Keeping unhatched eggs is illegal so I had to get rid of them straight away. Bit of a shame but I’m not sure what I would have done with them anyway.

Closeup of nest materials

Blue tit nest

Fine feather in nest

Feather in nest

Closeup of nesting materials

Nesting materials

The nesting material was incredibly soft. A woven mass of straw, dried grass, horse hair, moss and feathers. Freshly hatched chicks would have been very happy here I think.

They put so much effort into making these nests and laying their eggs, I couldn’t understand them leaving. But having thought about it, I think it could be down to threat from the crows or sterile eggs.

Tiny bird eggs

Although it was amazing to see two perfectly formed nests with eggs, hopefully next time I open this box it will be empty and we will have provided a home for a new family of blue tits.

Nestbox information

The nests of most birds harbour fleas and other parasites, which remain to infest young birds that hatch the following year. We recommend that old nests be removed in the autumn, from August onwards once the birds have stopped using the box.

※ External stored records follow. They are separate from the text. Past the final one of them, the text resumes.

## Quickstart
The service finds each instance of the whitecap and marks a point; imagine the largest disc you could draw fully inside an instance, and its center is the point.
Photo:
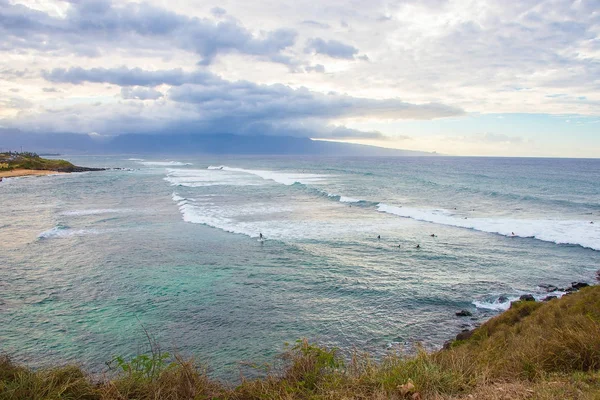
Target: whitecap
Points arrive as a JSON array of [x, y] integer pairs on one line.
[[574, 232], [285, 178], [93, 211], [163, 163], [61, 231]]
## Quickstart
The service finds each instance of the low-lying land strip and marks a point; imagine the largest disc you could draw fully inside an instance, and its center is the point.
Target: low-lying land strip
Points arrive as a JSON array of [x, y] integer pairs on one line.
[[535, 350], [23, 164]]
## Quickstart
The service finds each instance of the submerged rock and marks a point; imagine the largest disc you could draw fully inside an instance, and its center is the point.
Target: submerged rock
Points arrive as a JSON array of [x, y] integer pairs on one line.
[[465, 334], [579, 285]]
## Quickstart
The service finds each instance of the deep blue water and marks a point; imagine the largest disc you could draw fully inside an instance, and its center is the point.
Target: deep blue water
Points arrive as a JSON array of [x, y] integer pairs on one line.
[[171, 244]]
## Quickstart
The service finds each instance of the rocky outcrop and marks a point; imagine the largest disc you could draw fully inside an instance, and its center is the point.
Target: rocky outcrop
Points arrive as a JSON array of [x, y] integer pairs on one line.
[[527, 297]]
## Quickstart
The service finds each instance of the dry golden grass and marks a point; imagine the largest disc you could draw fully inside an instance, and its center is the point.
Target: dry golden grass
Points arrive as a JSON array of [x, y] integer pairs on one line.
[[532, 351]]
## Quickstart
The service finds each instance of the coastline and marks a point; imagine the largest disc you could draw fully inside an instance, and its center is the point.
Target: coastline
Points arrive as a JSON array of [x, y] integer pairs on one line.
[[27, 172], [543, 350]]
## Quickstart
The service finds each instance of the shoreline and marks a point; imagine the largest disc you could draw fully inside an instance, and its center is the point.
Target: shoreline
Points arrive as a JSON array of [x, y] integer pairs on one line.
[[15, 173]]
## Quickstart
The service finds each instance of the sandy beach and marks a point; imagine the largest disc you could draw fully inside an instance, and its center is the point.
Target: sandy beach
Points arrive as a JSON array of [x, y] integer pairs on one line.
[[26, 172]]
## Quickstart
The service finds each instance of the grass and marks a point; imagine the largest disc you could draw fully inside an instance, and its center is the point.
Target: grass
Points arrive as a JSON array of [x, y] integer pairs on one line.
[[10, 161], [532, 351]]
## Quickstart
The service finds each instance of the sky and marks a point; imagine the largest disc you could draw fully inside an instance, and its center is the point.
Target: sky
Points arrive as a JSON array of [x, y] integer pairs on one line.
[[489, 78]]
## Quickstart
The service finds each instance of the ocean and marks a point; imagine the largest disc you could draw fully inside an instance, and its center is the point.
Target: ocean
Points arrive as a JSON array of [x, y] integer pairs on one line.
[[170, 245]]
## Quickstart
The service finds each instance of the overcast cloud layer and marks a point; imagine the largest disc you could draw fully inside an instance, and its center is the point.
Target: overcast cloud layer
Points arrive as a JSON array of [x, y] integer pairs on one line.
[[337, 70]]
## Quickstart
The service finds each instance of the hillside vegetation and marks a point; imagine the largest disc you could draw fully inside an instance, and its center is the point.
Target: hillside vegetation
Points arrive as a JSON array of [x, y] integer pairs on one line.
[[532, 351], [10, 161], [13, 161]]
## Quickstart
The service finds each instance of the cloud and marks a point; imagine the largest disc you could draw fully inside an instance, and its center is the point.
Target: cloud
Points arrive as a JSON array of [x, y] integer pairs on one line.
[[218, 11], [331, 48], [315, 24], [92, 25], [140, 93], [342, 132], [124, 76], [320, 68], [498, 138], [200, 102]]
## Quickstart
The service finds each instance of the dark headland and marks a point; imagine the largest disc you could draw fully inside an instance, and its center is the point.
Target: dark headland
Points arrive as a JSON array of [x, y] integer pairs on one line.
[[24, 164]]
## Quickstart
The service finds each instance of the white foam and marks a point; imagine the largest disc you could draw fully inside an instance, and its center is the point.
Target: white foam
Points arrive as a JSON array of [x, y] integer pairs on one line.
[[163, 163], [495, 305], [176, 198], [287, 222], [285, 178], [203, 177], [345, 199], [94, 211], [580, 233], [63, 231]]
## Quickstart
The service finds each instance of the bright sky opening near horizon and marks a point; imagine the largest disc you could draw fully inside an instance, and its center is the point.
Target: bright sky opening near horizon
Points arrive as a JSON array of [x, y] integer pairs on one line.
[[490, 78]]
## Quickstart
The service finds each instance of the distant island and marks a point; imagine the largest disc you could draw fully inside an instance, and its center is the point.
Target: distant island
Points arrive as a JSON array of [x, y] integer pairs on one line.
[[13, 164]]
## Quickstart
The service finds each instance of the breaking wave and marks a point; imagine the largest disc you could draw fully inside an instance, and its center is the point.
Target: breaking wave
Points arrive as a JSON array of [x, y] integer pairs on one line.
[[581, 233]]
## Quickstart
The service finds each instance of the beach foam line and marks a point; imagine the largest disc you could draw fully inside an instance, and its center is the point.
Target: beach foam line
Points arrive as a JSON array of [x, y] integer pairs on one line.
[[163, 163], [492, 303], [62, 231], [574, 232], [285, 178], [94, 211]]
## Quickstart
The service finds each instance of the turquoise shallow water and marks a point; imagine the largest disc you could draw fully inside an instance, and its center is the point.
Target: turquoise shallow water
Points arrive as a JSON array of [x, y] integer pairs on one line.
[[171, 244]]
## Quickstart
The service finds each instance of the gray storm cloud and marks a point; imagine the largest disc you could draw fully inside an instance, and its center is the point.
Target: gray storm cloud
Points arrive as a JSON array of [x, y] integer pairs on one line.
[[92, 24], [201, 102]]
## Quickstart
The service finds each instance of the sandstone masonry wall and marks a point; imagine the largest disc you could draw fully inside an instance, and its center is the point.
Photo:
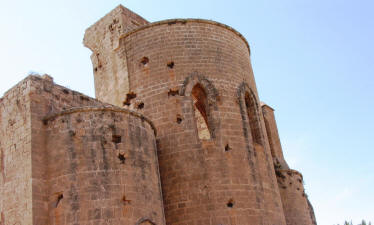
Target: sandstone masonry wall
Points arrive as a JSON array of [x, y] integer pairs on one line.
[[15, 156], [104, 168], [225, 179]]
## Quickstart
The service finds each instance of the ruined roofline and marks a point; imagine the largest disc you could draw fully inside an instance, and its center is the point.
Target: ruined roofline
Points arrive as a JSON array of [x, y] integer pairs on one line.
[[185, 21], [109, 108], [118, 10], [263, 105]]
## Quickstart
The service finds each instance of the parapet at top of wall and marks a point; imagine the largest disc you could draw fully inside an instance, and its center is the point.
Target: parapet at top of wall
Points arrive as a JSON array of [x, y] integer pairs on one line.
[[105, 33]]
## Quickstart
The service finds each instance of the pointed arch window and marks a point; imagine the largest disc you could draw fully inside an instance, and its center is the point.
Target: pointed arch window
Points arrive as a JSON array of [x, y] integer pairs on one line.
[[253, 118], [201, 111]]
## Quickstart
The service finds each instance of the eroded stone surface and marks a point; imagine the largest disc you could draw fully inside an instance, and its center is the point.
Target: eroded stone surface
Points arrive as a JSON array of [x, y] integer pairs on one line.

Sources: RSPB Cleaning nestboxes

* The RPSB website states that you can clean nestboxes outside the breeding season (between 1st August and 31st January). You can legally remove unhatched eggs between 1st August and 31st January but you must throw them away.

13 Comments

  1. The eggs are beautiful and amazing to see how tiny they are. It’s a little bit heartbreaking thinking they never had a chance to hatch and fly.

    • I think so too. Maybe we will have more luck next year 🙂 We only put this box up early Spring, so it’s nice they moved in so quickly.

  2. some interesting things I never knew about disposing of unhatched eggs and clearing the boxes at certain times of the year, thanks for sharing

  3. Aw! They are so tiny! I don’t think I’ve ever seen blue tit eggs before. What a treat to find the nests – close call on regurgitating worms though 😉
    Job for tomorrow – clean out our nestbox!

    Thanks for joining in Bacon Face 🙂

    • Me either and the only bird eggs I’ve ever seen up close have been those that have fallen out of nests on walks. I was surprised by how small they were, especially when I thought the about the size of the blue tit fledglings I’ve seen in the past.